The Central Bank of Russia has revoked as of May 12, 2016 a banking license held by Bank Vek (Registration No. 2299), the regulator's press service reported.
The Bank of Russia explained its license-revoking decision by the lending institution's failure to comply with federal banking laws and also its statutory acts, because capital adequacy ratios fell below 2%, and equity (capital) declined below the minimum amount of the charter capital as established on the date of a lending institution's state registration, and taking into account the multiple application during the year of the measures provided for in the Federal Law "On the Central Bank of the Russian Federation (Bank of Russia)".
"While holding weak quality assets, Joint Stock Commercial Bank Vek assessed related risks inadequately. The proper assessment of the credit risk at the request of a supervisory body showed that the bank's equity (capital) was fully lost. The lending institution's executives and owners took no efficient measures to normalize its activities," the Bank of Russia noted.
Bank Vek is a member of the national deposit insurance system.
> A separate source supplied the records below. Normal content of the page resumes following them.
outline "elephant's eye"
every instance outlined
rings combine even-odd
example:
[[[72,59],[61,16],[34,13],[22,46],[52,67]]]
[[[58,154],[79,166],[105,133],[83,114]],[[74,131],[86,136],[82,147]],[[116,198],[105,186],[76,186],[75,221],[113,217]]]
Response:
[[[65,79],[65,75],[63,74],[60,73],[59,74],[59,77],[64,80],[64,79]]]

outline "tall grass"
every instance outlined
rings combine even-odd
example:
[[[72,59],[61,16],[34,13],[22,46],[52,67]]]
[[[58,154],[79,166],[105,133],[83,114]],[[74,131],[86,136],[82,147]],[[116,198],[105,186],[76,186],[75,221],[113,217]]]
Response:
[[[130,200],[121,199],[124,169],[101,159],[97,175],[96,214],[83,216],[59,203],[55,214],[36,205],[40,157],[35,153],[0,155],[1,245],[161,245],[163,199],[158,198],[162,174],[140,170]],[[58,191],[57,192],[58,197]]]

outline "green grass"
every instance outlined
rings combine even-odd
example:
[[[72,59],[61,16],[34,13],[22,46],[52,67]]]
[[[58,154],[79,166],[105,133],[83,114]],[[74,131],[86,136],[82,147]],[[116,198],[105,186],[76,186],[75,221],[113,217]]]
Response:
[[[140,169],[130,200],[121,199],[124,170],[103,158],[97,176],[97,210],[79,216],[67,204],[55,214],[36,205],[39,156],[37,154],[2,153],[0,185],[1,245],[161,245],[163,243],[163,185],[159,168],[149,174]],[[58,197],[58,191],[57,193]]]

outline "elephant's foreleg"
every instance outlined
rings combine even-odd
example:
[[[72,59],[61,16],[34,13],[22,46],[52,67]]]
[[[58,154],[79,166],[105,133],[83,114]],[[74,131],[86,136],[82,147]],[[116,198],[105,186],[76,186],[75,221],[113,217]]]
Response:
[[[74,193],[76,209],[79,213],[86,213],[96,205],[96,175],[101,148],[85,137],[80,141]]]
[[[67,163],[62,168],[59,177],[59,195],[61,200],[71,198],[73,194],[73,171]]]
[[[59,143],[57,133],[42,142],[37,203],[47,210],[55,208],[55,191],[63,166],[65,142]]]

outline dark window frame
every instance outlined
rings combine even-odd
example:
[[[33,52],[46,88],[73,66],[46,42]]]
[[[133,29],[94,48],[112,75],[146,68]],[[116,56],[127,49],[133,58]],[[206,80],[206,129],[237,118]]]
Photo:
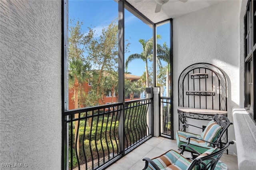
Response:
[[[252,118],[256,120],[254,111],[256,90],[254,82],[256,75],[254,74],[256,56],[256,2],[248,1],[244,18],[244,107]]]

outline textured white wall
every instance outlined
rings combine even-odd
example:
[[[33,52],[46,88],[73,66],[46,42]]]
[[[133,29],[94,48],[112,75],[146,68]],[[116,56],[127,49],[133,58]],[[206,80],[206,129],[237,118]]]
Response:
[[[0,169],[60,169],[61,2],[0,9]]]
[[[174,95],[177,98],[178,80],[182,71],[200,62],[213,64],[225,73],[228,82],[228,117],[238,106],[239,90],[239,2],[227,1],[173,20]],[[178,130],[178,100],[174,100],[174,131]],[[234,127],[229,140],[235,139]],[[230,147],[236,153],[235,146]]]

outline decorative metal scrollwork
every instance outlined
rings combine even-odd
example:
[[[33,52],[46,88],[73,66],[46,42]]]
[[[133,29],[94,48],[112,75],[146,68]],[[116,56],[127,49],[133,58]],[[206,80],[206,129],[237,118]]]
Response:
[[[191,96],[215,96],[215,92],[206,92],[206,91],[186,91],[186,94]]]
[[[192,74],[191,74],[192,79],[207,78],[208,78],[208,74],[207,73]]]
Last week, a Banki.ru source said that the Bank of Russia cut Bank Vek off the Banking Electronic Speedy Payment (BESP) system. The regulator's press service previously reported that Bank Vek violated the core capital adequacy ratio (N1.1) in the aggregate for six or more business days during 30 straight business days.
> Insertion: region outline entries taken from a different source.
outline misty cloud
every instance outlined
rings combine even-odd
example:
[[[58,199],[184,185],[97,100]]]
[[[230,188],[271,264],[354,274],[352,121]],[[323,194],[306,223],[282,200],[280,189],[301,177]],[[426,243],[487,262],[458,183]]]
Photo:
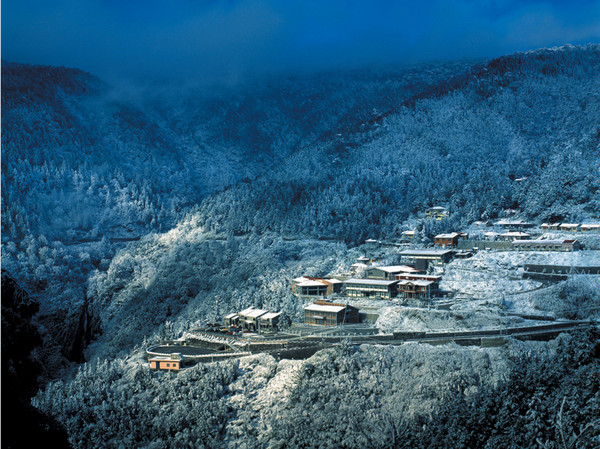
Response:
[[[101,76],[241,76],[600,41],[600,1],[3,2],[2,57]]]

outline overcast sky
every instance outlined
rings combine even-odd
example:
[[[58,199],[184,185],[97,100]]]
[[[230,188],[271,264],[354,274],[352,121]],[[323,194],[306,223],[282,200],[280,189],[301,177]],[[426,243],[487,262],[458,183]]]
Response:
[[[600,0],[4,0],[2,59],[210,77],[600,43]]]

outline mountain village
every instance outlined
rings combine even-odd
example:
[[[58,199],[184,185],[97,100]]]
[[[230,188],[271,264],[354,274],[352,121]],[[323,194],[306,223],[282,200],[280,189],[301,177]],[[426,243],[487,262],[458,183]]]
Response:
[[[443,207],[425,211],[424,220],[441,221]],[[179,371],[198,362],[212,362],[269,352],[278,358],[306,358],[344,338],[358,342],[401,344],[417,340],[430,344],[497,345],[514,336],[548,339],[558,332],[590,326],[589,321],[559,321],[552,316],[520,315],[530,322],[515,328],[466,330],[464,332],[403,332],[384,335],[375,327],[384,307],[416,307],[450,310],[456,292],[444,288],[445,269],[453,261],[469,259],[478,252],[573,253],[586,250],[586,238],[600,238],[600,223],[543,223],[523,220],[477,221],[468,232],[438,234],[433,246],[415,244],[416,231],[403,231],[397,241],[368,239],[347,272],[322,277],[300,275],[290,281],[291,293],[305,305],[302,322],[292,322],[282,311],[248,307],[224,316],[222,323],[208,323],[177,341],[147,349],[155,370]],[[597,245],[592,245],[597,248]],[[587,251],[590,263],[524,263],[522,279],[540,285],[564,281],[569,276],[600,275],[597,250]],[[397,265],[380,260],[395,254]],[[533,324],[532,324],[533,323]],[[548,324],[550,323],[550,324]]]

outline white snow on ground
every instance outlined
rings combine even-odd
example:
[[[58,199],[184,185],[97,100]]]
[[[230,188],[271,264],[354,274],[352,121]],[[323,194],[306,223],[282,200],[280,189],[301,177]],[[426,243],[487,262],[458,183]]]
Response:
[[[249,422],[264,427],[269,420],[263,419],[274,407],[281,407],[294,390],[303,360],[275,359],[258,354],[240,359],[239,377],[229,385],[229,405],[238,410],[237,419],[227,425],[229,438],[244,440],[244,427]],[[258,419],[257,419],[258,418]],[[256,429],[264,433],[270,429]]]
[[[412,307],[393,307],[383,311],[376,326],[383,333],[394,331],[455,331],[475,329],[497,329],[518,326],[519,317],[501,316],[493,310],[427,310]]]
[[[594,306],[594,295],[598,295],[598,276],[582,275],[569,281],[542,283],[522,279],[524,263],[600,266],[600,252],[480,251],[470,259],[453,261],[436,273],[442,275],[442,290],[453,292],[450,310],[381,303],[376,326],[384,333],[468,330],[522,323],[521,318],[507,314],[554,318],[600,315],[600,310],[588,310]]]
In March 2016, Bank Vek violated for two days the capital adequacy ratio (N1), core and primary capital adequacy ratios (N1.1, N1.2), the current liquidity ratio (N3), the ratio of the highest amount of high credit risks (N7), and also within a day the lending institution did not comply with the ratio of the highest amount of credits, bank guarantees and sureties provided by the bank to its participants (N9.1).
As Banki.ru wrote, due to a glitch Bank Vek suspended in April all payments and the payment of deposits. Experts of the Banki.ru information & analytical service pointed to a sharp decline in the bank's credit portfolio quality. While overdue debt remained intact (4.26% as of April 1, 2016), the lending institution's reserves jumped from 9.73% as of January 1 to 23.42% as of April 1.